Crítica de Fernando G. Varea - Espacio Cine

RIQUEZAS DE UN PEQUEÑO-GRAN TESORO. Una película puede hacer muchas cosas en torno al dinero, la necesidad de tenerlo y los usos que podemos darle. El tesoro, el largometraje más reciente de Corneliu Porumboiu (1975), lo aborda trazando una parábola que crece en matices a medida que va desplegando, serenamente, su cadena de sucesos.
Dos vecinos con apremios económicos deciden embarcarse en la búsqueda de un tesoro que les implicaría poder pagar sus deudas y mejorar su vida: de los preparativos, contradicciones y resultados de esa aventura está hecha esta historia que transmite la desazón de gente humilde sin crueldad, la expectativa ante un posible hallazgo salvador sin triunfalismo y el tuteo con el delito (de civiles y uniformados) sin cinismo.
Casi no hay risas, gritos ni llantos en El tesoro: todo fluye con la mansedumbre de sus conversaciones, y si bien por ahí aflora la desconfianza, aún con dificultades los personajes llegan a un entendimiento. La comprensión del otro es uno de los grandes temas de esta generosa película.

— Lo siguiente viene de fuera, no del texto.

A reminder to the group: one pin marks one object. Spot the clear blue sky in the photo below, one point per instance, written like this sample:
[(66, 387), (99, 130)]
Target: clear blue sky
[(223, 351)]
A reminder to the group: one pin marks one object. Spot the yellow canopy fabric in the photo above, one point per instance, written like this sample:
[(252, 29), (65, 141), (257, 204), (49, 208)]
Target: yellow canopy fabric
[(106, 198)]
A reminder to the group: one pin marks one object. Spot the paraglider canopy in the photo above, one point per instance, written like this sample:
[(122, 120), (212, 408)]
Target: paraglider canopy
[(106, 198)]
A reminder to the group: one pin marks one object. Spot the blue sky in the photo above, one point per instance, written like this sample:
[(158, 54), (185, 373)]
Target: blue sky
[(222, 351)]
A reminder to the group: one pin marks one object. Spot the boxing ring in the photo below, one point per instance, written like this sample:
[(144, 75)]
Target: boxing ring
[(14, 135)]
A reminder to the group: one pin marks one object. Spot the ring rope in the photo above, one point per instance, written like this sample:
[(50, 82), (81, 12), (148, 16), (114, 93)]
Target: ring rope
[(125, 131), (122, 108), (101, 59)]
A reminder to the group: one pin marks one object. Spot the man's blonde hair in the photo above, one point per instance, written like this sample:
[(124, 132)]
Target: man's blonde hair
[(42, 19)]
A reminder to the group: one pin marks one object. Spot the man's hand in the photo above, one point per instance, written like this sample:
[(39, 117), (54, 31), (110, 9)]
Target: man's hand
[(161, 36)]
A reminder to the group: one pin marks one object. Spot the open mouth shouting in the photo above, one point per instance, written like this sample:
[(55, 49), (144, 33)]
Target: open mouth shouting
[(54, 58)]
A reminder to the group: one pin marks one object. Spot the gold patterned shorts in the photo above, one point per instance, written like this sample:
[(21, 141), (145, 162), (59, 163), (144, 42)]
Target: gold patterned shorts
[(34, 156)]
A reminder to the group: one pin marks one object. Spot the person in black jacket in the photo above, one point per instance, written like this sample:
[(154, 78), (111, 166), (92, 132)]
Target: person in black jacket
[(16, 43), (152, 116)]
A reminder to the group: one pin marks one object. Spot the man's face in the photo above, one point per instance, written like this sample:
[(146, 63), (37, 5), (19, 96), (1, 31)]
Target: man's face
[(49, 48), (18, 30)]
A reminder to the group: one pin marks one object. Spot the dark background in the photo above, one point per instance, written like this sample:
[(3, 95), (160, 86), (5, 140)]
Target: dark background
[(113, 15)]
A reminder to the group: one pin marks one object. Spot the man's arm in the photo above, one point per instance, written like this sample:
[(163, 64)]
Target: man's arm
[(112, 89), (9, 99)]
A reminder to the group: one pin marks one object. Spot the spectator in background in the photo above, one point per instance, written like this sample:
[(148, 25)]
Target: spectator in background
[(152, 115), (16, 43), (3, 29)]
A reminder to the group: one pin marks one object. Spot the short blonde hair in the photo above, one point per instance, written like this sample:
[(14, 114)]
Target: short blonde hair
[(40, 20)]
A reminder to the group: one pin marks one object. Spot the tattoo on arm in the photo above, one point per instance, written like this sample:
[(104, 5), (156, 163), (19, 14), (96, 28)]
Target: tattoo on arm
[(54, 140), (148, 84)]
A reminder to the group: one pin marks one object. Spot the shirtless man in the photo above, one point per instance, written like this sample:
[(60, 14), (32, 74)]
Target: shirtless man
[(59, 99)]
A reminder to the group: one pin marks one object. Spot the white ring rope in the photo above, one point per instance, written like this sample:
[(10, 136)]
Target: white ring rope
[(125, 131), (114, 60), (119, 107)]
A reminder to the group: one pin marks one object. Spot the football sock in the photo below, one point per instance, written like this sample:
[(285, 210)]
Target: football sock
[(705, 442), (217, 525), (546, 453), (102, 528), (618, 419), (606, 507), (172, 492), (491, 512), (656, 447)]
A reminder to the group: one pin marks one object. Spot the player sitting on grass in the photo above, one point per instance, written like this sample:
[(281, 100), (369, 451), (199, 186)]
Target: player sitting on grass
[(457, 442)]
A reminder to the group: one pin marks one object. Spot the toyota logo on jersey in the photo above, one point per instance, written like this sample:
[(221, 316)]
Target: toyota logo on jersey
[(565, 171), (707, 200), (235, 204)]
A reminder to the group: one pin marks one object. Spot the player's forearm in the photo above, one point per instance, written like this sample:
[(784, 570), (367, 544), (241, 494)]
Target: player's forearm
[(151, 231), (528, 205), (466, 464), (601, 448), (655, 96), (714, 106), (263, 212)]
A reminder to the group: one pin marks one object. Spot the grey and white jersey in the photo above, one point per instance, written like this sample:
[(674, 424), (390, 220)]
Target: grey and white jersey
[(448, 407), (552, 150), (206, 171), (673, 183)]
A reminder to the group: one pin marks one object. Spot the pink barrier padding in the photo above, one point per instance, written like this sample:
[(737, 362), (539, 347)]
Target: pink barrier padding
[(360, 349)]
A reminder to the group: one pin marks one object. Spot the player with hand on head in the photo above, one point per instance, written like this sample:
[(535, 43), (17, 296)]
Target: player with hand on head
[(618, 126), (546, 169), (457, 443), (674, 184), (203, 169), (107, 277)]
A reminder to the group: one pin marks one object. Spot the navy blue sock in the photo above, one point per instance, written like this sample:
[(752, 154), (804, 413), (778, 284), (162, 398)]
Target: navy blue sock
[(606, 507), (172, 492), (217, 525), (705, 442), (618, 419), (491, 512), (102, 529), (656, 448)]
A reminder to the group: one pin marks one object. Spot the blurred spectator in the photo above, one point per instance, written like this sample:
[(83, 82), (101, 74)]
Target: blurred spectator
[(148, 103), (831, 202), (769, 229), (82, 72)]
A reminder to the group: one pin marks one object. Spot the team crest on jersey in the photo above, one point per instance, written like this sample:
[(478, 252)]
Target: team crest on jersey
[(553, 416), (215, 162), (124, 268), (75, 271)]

Mientras Costi, el protagonista (un Toma Cuzin siempre medido), va involucrándose en la búsqueda de ese enigmático tesoro, las sutilezas se suceden. Las formas en las que se empleó el dinero en distintas etapas del pasado en Rumania. El deseo de Costi de ser una suerte de Robin Hood para su pequeño hijo. El rol del Estado y el ambiguo funcionamiento de sus instituciones. La codicia que parece irremediablemente enfrentar a los seres humanos, sean adultos o niños. La no violencia y la perseverancia como medios para lograr objetivos trazados. La fuerza del juego y del misterio como motores para cualquier misión.
Premiada en la sección Un certain regard del Festival de Cannes 2015 “por su narración magistral”, El tesoro progresa suavemente, sin pasos en falso. Cada plano, cada travelling tienen su razón de ser: basta ver la gracilidad de movimientos (de los actores y de la cámara) durante el breve diálogo de Costi con su hijo enseñándole a defenderse de sus compañeros de escuela, o la manera de exponer el contenido de la enigmática caja en distintos momentos. Igualmente admirable es el uso de la luz en las escenas nocturnas, en torno a esa casona que parece encerrar varios tesoros: recuerdos, historias, incógnitas. Despojado como films anteriores de Porumboiu, hasta la dirección de arte y el vestuario contribuyen a la caracterización de sus personajes prototípicos y a su atmósfera gris, atravesada sin embargo por ráfagas de humor sarcástico.
El tramo final, bello y liberador, dispara en el espectador diversas reflexiones. ¿Cuántas películas de las que aparecen en la cartelera deparan ese placer? Lleva a preguntarse, por otra parte –y vienen a la memoria películas como Nueve reinas (2000, Fabián Bielinsky) o Relatos salvajes (2014, Damián Szifrón)–, por qué en el cine argentino resulta tan difícil encontrar un desenlace tan noble y poco materialista como el de este pequeño-gran film rumano.